Importante ressaltar que a lei incriminadora deve ser anterior a ocorrência do fato, princípio da anterioridade, impedindo-se uma retroatividade incriminadora.

 

2.1 A imprescidibilidade de leis certas e taxativas

 

Merece maior destaque, entre os requisitos que deve possuir uma legalidade penal válida, a taxatividade, ou, como preferem alguns autores, o princípio da taxatividade, que, se entendido desta maneira, nada mais é do que extensão do princípio da legalidade.

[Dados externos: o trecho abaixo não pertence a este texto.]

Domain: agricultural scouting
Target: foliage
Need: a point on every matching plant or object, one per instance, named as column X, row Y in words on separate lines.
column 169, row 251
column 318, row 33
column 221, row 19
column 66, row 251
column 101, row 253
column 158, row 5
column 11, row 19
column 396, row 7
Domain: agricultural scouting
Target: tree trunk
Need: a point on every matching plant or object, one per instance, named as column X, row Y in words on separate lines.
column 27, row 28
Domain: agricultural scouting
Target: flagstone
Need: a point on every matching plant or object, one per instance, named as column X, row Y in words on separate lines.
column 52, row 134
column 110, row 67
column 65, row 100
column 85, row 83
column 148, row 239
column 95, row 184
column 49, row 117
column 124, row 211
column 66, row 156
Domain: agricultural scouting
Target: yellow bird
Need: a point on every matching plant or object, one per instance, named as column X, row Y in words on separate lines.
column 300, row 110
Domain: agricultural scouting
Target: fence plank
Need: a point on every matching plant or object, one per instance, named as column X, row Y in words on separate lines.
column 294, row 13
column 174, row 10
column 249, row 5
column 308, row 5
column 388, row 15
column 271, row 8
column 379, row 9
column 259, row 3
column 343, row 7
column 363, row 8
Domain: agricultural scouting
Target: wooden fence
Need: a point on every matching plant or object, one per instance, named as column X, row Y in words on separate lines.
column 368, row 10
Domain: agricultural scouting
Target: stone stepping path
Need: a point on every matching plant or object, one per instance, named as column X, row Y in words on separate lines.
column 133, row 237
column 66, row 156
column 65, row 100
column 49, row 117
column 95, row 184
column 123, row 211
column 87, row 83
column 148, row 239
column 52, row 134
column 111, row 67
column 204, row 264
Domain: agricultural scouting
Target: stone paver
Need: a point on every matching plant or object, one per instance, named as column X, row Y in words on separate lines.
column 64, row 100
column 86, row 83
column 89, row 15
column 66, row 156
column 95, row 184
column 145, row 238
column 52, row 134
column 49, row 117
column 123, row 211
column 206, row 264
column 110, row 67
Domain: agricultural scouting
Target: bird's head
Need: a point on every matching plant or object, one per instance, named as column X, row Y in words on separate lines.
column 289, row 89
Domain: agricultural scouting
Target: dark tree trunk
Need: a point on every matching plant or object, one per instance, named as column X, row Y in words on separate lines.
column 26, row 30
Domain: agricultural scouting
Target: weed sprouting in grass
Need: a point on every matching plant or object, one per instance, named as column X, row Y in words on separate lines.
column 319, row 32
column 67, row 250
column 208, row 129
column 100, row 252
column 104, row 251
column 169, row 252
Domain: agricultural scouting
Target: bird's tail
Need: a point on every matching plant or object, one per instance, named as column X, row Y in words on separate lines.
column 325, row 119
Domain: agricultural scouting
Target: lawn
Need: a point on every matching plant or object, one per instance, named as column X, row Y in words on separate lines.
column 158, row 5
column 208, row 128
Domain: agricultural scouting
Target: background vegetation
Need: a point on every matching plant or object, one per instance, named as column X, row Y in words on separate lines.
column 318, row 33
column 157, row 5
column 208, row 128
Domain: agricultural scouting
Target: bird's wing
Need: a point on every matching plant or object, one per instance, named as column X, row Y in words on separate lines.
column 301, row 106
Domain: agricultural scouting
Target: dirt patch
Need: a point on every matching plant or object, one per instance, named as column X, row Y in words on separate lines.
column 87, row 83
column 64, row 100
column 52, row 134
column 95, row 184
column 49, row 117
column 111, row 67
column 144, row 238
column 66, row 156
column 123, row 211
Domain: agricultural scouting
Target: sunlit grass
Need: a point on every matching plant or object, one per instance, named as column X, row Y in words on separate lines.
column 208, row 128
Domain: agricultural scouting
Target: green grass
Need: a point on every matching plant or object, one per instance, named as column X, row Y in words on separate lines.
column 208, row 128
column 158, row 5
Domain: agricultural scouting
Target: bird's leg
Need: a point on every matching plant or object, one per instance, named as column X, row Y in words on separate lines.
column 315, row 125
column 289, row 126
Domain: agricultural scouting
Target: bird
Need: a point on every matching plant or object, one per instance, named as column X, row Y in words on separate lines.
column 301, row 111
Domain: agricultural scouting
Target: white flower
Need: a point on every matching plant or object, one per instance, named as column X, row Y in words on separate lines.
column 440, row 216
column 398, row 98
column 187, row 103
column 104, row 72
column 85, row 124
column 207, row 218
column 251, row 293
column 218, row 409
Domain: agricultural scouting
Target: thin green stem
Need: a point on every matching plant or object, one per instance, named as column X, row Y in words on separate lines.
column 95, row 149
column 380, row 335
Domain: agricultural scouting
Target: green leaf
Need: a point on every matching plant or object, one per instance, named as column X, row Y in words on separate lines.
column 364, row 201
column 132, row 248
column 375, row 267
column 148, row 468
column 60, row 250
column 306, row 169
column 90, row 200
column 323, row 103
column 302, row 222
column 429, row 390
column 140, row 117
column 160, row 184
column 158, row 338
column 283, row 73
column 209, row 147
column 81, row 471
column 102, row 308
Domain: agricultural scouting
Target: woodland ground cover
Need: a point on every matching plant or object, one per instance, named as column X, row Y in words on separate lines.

Em 1764, Beccaria já alertava a respeito da obscuridade das lei:5

 

Se a interpretação das leis é um mal, claro que a obscuridade, que a interpretação necessariamente acarreta, é também um mal, e este mal será gradíssimo se as leis forem escritas em línguas estranhas ao povo, que o ponha da dependência de uns poucos, sem que possa julgar por si mesmo qual seria o êxito de sua liberdade, ou de seus membros, em língua que transformasse um livro, solene e público, em outro como que privado e de casa”.

 

Nesse mesmo sentido, de forma brilhante, Cláudio do Prado Amaral disserta sobre a taxatividade:6

Exige-se que a lei penal seja certa, isto é, que os tipos penais sejam elaborados legislativamente de forma clara e determinada, a fim de que as condutas incriminadas sejam passíveis de identificação, sem que se precise recorrer a extremados exercícios de interpretação ou integração da norma. Quer-se se a clareza denotativa dos tipos penais, o que torna a norma legal prontamente inteligível a seus destinatários em termos cognitivos: todos os cidadãos. Se a norma penal incriminadora tem como um de seus objetivos intimidar para a não-realização da conduta proibida, é preciso que seja clara a todos, a fim de que saibam e conheçam sem quaisquer dúvidas o conteúdo da norma legal.

 

O erudito professor Rogério Grecco ainda assevera:7

 

Por intermédio da vertente nullum crimen nulla poena sine lege certa extrai-se a conclusão de que a lei penal dever ser taxativa. A própria Constituição Federal, ao abrigar expressamente o princípio da legalidade em seu art. 5°, XXXIX, o traduziu dizendo que não há crime sem lei anterior que o definam ou seja, a definição da infração penal é um dado indispensável pertencente ao conceito de legalidade.

 

Concluindo, o princípio da legalidade e o da taxatividade são conceitos ligados umbilicalmente, sendo que afastando a taxatividade, onde o tipo não deixa margem a dúvidas e aduz claramente a certeza normativa sem necessitar de complementos, retroagir-se-á as eras selvagens, tempo em que ditaduras adotavam o Direito Penal como camuflagem para cometer arbitrariedades, como, por exemplo, na Alemanha nazista.

 

 

 

2.2 Fundamentos do princípio da legalidade

 

São três os fundamentos do principio da legalidade: Político, jurídico e democrático.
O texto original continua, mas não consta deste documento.